What Languages Fix (old article) - prakash
http://www.paulgraham.com/fix.html

======
gruseom
I love this piece. But given Kay's historical essay, the Smalltalk entry
should arguably be amended to:

    
    
      Smalltalk: Lisp didn't go far enough.
    

In other words, Smalltalk wasn't an attempt to fix Simula so much as an
attempt to fix Lisp. Simula-style objects were just the vehicle.

Edit: The passage I'm referring to deserves to be quoted.

 _I could hardly believe how beautiful and wonderful the idea of LISP was
[...] but there were deep flaws in its logical foundations. By this, I mean
that the pure language was supposed to be based on functions, but its most
important components---such as lambda expressions quotes, and conds--were not
functions at all, and instead were called special forms. [...] Why not just
base everything on FEXPRs and force evaluation on the receiving side when
needed?

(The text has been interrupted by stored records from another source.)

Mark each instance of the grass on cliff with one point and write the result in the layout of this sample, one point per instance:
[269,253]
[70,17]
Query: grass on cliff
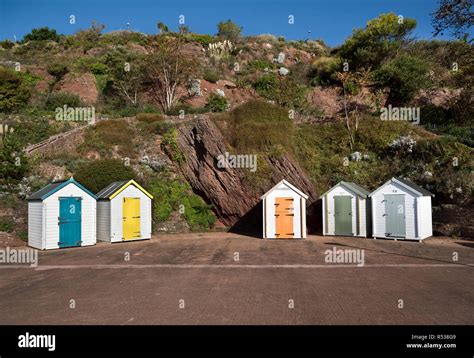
[109,136]
[440,164]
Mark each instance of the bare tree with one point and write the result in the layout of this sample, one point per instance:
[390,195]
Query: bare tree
[128,78]
[455,16]
[167,68]
[352,116]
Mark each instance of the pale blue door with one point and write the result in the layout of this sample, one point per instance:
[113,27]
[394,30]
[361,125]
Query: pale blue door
[70,221]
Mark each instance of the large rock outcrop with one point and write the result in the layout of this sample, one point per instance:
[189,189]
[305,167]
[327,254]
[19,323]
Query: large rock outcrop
[226,189]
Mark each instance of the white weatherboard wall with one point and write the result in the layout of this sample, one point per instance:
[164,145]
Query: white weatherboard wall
[103,220]
[424,217]
[418,223]
[35,224]
[328,207]
[299,218]
[49,219]
[116,214]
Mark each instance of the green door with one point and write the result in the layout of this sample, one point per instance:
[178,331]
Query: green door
[395,215]
[343,215]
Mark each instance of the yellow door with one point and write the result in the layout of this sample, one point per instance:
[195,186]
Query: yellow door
[131,218]
[284,218]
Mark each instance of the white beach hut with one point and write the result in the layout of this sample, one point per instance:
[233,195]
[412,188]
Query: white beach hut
[401,210]
[284,212]
[346,210]
[123,212]
[62,214]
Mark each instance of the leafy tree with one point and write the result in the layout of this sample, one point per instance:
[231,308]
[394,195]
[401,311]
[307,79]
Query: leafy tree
[127,75]
[455,16]
[57,70]
[216,103]
[7,44]
[382,38]
[229,30]
[89,38]
[15,90]
[405,76]
[59,99]
[162,27]
[352,115]
[266,86]
[285,91]
[183,29]
[166,69]
[97,174]
[13,163]
[41,34]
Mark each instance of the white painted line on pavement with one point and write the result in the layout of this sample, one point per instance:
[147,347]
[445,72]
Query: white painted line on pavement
[242,266]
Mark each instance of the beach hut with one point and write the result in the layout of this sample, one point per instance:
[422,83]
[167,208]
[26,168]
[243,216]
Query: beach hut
[123,212]
[62,214]
[401,210]
[346,210]
[284,212]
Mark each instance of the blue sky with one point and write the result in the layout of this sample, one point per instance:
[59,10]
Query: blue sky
[330,20]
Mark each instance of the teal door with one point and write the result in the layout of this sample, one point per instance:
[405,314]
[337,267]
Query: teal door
[395,215]
[70,222]
[343,215]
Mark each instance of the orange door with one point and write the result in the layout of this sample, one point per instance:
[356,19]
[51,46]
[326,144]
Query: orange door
[284,218]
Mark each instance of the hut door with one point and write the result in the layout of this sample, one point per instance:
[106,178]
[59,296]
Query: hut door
[395,215]
[70,221]
[131,218]
[343,215]
[284,218]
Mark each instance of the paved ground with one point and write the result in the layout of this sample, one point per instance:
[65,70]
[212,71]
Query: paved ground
[199,270]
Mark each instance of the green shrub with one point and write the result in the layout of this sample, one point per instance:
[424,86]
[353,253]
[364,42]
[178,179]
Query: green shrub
[175,195]
[98,68]
[186,108]
[261,65]
[41,34]
[405,75]
[57,70]
[97,174]
[6,224]
[203,39]
[216,103]
[170,143]
[7,44]
[13,163]
[108,136]
[211,76]
[266,86]
[228,30]
[59,99]
[323,70]
[149,117]
[15,91]
[379,40]
[258,126]
[197,213]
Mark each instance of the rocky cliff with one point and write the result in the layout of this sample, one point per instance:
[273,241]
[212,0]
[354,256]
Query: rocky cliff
[233,198]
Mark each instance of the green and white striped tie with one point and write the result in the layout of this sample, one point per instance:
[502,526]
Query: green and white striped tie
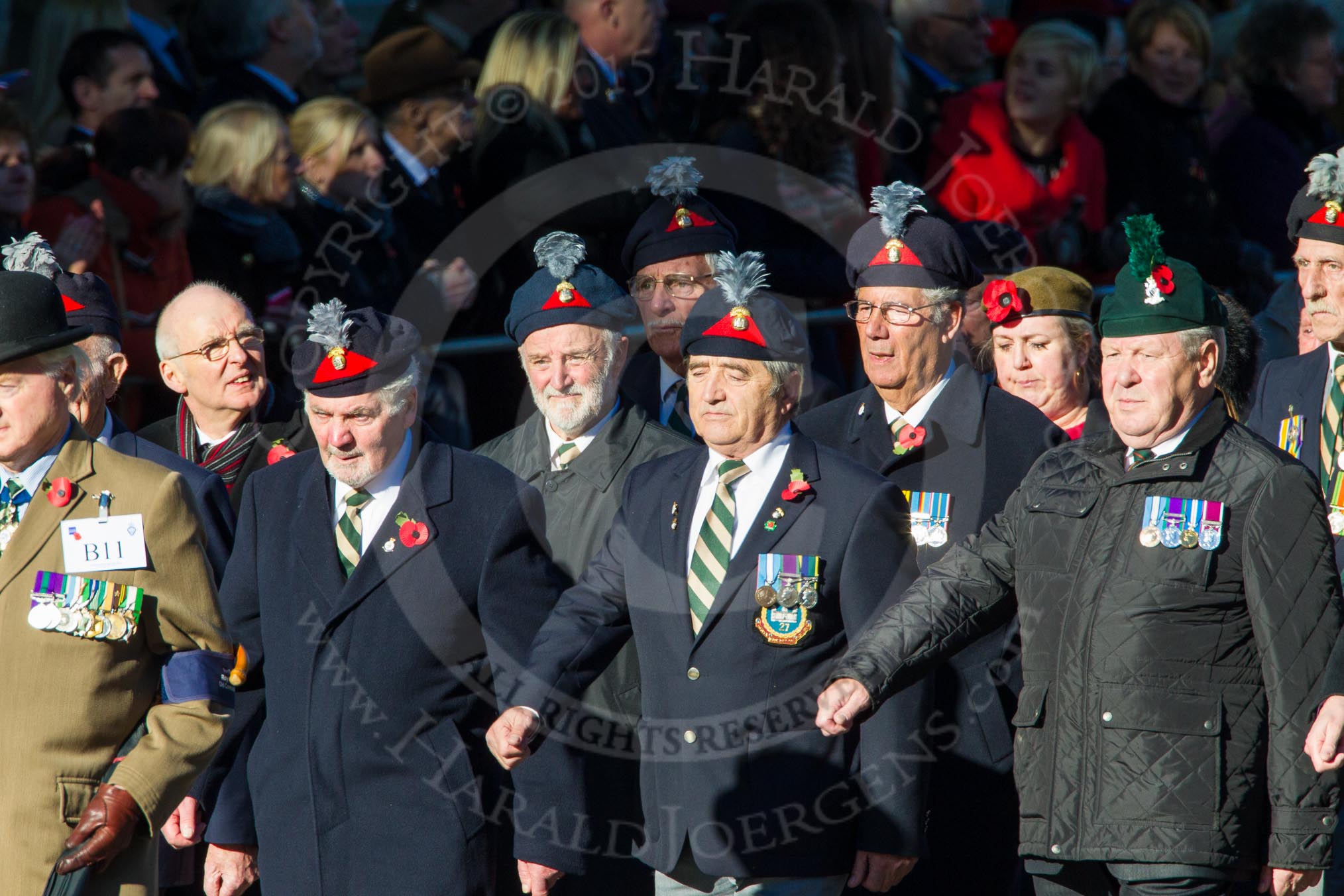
[714,545]
[350,533]
[1331,434]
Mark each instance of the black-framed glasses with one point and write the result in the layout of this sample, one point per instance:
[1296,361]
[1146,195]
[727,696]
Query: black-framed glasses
[894,313]
[251,339]
[678,285]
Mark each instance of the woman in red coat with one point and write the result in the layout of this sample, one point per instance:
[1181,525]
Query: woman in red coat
[1017,151]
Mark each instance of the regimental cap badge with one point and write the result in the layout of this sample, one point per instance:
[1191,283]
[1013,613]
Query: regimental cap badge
[677,180]
[1325,183]
[561,254]
[740,277]
[328,327]
[1148,260]
[894,206]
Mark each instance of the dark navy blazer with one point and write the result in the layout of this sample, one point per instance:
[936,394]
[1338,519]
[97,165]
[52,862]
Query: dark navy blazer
[366,770]
[733,762]
[979,446]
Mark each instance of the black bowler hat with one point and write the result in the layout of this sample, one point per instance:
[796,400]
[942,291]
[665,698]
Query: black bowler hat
[353,354]
[32,319]
[565,290]
[906,246]
[681,222]
[738,319]
[1317,211]
[87,302]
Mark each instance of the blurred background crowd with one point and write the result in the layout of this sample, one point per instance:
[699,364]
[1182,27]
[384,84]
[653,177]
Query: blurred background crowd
[408,155]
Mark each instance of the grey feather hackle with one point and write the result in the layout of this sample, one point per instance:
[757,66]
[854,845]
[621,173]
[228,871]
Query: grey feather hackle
[559,253]
[740,277]
[327,324]
[34,254]
[675,178]
[894,205]
[1325,176]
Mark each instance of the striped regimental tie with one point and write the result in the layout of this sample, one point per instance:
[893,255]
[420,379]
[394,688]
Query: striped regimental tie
[350,533]
[1331,435]
[714,545]
[566,455]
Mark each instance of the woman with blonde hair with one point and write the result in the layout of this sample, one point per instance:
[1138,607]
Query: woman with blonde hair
[529,115]
[243,175]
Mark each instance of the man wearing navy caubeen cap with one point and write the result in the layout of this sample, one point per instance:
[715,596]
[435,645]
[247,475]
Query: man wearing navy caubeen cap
[741,569]
[371,582]
[577,451]
[958,446]
[669,256]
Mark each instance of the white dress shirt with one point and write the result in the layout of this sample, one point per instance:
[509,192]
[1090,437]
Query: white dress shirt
[412,163]
[583,441]
[385,488]
[749,492]
[915,417]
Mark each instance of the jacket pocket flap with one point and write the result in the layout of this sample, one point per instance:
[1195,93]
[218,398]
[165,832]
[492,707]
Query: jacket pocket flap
[1031,704]
[1074,503]
[1152,710]
[74,794]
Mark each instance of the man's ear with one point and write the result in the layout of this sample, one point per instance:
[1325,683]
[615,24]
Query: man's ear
[117,366]
[172,378]
[86,91]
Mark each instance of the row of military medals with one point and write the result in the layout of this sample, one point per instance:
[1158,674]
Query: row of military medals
[1182,523]
[85,608]
[929,516]
[796,577]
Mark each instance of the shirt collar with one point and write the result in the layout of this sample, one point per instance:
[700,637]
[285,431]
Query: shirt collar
[31,478]
[608,72]
[281,87]
[915,417]
[555,441]
[385,482]
[1167,446]
[413,166]
[940,81]
[769,455]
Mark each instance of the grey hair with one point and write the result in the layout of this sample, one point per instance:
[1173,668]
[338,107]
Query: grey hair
[398,392]
[1191,340]
[780,375]
[941,300]
[237,30]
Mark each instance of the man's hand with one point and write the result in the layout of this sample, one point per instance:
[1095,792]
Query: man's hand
[879,872]
[104,830]
[511,734]
[1323,740]
[535,879]
[840,704]
[1281,881]
[230,869]
[184,826]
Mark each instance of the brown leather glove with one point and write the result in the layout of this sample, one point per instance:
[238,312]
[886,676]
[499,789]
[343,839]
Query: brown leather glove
[104,830]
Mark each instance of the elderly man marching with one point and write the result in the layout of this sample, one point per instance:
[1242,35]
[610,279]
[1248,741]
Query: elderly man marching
[577,451]
[380,586]
[108,625]
[1178,600]
[741,569]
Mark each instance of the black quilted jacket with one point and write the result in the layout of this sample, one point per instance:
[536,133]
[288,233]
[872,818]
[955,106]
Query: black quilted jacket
[1167,692]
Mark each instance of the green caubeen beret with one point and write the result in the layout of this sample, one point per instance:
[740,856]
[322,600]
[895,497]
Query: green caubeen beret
[1155,293]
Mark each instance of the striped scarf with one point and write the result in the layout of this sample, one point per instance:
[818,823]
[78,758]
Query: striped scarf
[225,459]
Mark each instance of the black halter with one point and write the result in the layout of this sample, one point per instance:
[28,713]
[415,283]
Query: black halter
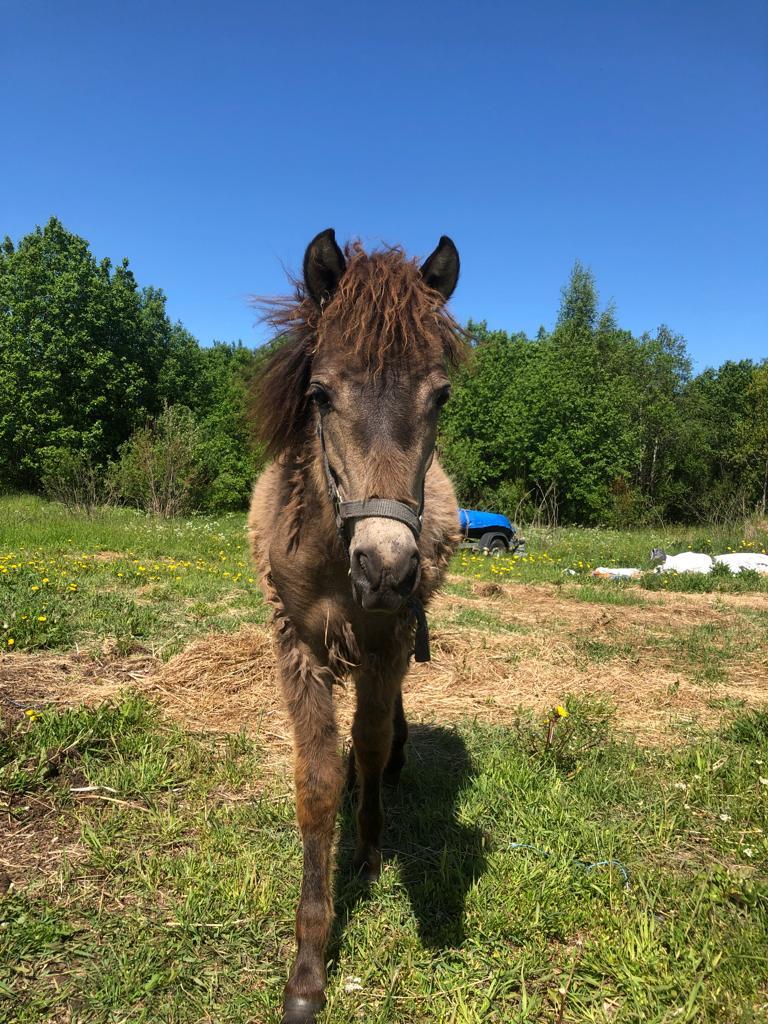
[386,508]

I could never get a good answer, but the question was very helpful
when it came time to invent Smalltalk, because this started a line of thought
that said "take the hardest and most profound thing you need to do, make it
great, and then build every easier thing out of it"._

That last line is one of my all-time favorites.

<http://gagne.homedns.org/~tgagne/contrib/EarlyHistoryST.html> (typos
corrected)

------
silentbicycle
ML: Lisp's type system could be _much_ more powerful.

(Quite literally -- ML was made because Milner, et. al found Lisp to be too
error-prone for proof-checking programs.)